ART vectorizer.
Rationale:
Make SIMD great again with a retargetable and easily extendable vectorizer.
Provides a full x86/x86_64 and a proof-of-concept ARM implementation. Sample
improvement (without any perf tuning yet) for Linpack on x86 is about 20% to 50%.
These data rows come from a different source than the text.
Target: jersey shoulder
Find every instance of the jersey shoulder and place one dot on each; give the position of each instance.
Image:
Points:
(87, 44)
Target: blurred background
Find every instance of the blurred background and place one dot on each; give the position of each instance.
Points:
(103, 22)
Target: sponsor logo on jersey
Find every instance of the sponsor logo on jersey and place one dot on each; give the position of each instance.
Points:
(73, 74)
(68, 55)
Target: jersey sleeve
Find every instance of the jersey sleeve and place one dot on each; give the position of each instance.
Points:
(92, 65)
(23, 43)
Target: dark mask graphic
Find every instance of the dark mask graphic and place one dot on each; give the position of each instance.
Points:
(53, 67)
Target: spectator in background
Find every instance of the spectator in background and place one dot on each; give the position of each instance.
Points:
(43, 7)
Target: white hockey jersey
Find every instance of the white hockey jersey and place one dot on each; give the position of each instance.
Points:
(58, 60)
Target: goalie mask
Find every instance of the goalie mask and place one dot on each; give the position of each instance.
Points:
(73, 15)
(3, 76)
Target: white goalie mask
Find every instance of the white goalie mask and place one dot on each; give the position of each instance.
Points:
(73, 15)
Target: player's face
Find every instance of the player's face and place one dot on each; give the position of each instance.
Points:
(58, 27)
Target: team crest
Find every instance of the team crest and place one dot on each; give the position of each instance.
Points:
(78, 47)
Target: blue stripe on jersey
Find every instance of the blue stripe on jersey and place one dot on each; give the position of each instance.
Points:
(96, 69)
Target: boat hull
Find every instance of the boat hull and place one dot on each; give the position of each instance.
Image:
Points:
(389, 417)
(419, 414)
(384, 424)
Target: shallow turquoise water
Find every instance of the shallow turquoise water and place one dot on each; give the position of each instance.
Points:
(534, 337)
Test: test-art-host, test-art-target (angler)
Bug: 34083438, 30933338
Change-Id: Ifb77a0f25f690a87cd65bf3d5e9f6be7ea71d6c1
diff --git a/compiler/optimizing/nodes.cc b/compiler/optimizing/nodes.cc
index caada8b..5617e4b 100644
--- a/compiler/optimizing/nodes.cc
+++ b/compiler/optimizing/nodes.cc
@@ -2340,6 +2340,66 @@
new_pre_header, old_pre_header, /* replace_if_back_edge */ false);
}
+HBasicBlock* HGraph::TransformLoopForVectorization(HBasicBlock* header,
+ HBasicBlock* body,
+ HBasicBlock* exit) {
+ DCHECK(header->IsLoopHeader());
+ HLoopInformation* loop = header->GetLoopInformation();
+
+ // Add new loop blocks.
+ HBasicBlock* new_pre_header = new (arena_) HBasicBlock(this, header->GetDexPc());
+ HBasicBlock* new_header = new (arena_) HBasicBlock(this, header->GetDexPc());
+ HBasicBlock* new_body = new (arena_) HBasicBlock(this, header->GetDexPc());
+ AddBlock(new_pre_header);
+ AddBlock(new_header);
+ AddBlock(new_body);
+
+ // Set up control flow.
+ header->ReplaceSuccessor(exit, new_pre_header);
+ new_pre_header->AddSuccessor(new_header);
+ new_header->AddSuccessor(exit);
+ new_header->AddSuccessor(new_body);
+ new_body->AddSuccessor(new_header);
+
+ // Set up dominators.
+ header->ReplaceDominatedBlock(exit, new_pre_header);
+ new_pre_header->SetDominator(header);
+ new_pre_header->dominated_blocks_.push_back(new_header);
+ new_header->SetDominator(new_pre_header);
+ new_header->dominated_blocks_.push_back(new_body);
+ new_body->SetDominator(new_header);
+ new_header->dominated_blocks_.push_back(exit);
+ exit->SetDominator(new_header);
+
+ // Fix reverse post order.
+ size_t index_of_header = IndexOfElement(reverse_post_order_, header);
+ MakeRoomFor(&reverse_post_order_, 2, index_of_header);
+ reverse_post_order_[++index_of_header] = new_pre_header;
+ reverse_post_order_[++index_of_header] = new_header;
+ size_t index_of_body = IndexOfElement(reverse_post_order_, body);
+ MakeRoomFor(&reverse_post_order_, 1, index_of_body - 1);
+ reverse_post_order_[index_of_body] = new_body;
+
+ // Add gotos and suspend check (client must add conditional in header and copy environment).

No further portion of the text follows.